Las pupilas de la detective cercaban a Marcel, inquisitivas.

El médico, frío como el acero ante el asalto visual de su amiga, no exteriorizó una satisfacción que de hecho sentía pero que hubiera sido imposible de justificar y hubiera crispado aún más los ánimos. Aquel dato ratificaba sus suposiciones. La huella de Verger, o de alguno de sus secuaces, estaba allí.

Lo que le venía muy bien respecto a sus planes de involucrar a Marguerite en la protección de Pascal.

No obstante, a esa muerte había que unir el intento de secuestro que había sufrido Pascal aquella noche —otro indiscutible rastro de Verger—, lo que arrojaba un saldo angustioso: el hechicero, tan solo unas horas después de que el plazo de que disponía el chico para responder a su oferta hubiese concluido, ya había sido capaz de movilizar a varios cómplices.

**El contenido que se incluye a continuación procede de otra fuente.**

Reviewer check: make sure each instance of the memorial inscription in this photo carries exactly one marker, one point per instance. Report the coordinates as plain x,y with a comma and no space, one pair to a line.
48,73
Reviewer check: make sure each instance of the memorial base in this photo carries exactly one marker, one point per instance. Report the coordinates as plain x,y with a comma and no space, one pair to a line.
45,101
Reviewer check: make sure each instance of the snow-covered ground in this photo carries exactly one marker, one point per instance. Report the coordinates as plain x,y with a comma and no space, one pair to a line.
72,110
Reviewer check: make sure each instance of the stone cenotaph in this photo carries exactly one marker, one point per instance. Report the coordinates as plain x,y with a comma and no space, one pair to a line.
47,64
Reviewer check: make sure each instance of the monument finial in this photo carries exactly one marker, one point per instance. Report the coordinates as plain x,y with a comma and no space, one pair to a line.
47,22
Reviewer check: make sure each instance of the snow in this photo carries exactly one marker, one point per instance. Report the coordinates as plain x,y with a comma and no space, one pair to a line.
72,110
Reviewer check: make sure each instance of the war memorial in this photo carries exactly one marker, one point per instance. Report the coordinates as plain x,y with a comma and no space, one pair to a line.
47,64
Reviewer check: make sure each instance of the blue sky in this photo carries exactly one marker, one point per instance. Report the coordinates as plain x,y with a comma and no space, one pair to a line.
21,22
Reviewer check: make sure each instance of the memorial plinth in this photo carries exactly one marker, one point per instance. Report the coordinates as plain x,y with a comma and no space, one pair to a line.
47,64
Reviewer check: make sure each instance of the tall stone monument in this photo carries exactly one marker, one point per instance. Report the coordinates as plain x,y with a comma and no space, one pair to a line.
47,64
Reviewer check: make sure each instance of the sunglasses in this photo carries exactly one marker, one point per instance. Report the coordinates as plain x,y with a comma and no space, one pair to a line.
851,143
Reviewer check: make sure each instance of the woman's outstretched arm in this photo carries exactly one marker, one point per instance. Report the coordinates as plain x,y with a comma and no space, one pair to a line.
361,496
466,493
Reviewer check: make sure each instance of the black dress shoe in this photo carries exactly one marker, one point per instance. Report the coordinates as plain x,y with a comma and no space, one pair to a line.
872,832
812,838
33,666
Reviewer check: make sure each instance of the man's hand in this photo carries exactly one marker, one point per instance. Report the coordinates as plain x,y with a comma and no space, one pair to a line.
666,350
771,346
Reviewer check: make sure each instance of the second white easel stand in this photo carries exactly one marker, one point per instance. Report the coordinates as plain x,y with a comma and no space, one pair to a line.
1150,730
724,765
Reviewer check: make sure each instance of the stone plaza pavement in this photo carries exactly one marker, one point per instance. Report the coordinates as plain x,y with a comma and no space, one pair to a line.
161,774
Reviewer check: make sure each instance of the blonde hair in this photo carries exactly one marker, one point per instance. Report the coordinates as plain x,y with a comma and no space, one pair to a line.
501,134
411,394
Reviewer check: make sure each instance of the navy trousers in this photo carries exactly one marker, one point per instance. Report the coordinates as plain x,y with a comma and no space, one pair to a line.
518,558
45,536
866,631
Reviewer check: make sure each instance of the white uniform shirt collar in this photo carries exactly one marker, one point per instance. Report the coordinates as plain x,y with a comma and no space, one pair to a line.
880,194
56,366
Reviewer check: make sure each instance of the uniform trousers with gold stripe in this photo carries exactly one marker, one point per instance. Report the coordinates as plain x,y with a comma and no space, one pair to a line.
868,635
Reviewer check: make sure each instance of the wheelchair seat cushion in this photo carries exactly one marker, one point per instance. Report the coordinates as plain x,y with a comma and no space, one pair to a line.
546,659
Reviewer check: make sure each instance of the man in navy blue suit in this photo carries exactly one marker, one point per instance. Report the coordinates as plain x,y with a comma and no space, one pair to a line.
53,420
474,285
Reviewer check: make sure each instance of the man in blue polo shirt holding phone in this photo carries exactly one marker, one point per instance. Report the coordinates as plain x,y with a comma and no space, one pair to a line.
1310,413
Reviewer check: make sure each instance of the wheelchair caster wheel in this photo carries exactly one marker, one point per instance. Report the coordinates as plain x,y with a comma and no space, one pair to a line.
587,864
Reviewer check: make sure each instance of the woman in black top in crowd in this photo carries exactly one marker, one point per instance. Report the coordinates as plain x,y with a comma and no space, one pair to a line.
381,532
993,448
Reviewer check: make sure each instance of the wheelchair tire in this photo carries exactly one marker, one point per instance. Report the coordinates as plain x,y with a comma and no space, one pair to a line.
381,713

Tipos bastante profesionales, a juzgar por la muerte de Sophie Renard.

Verger contaba, pues, con una sorprendente capacidad de reacción. O eso, o ya daba por supuesto que Pascal se negaría a colaborar y había previsto tal contingencia.

Gracias al cadáver que había dejado oculto Pascal, y del que ya se habrían ocupado sus subordinados, Marcel pronto podría averiguar el perfil de los tipos a los que se enfrentaban. Imaginó que las conclusiones no serían muy alentadoras.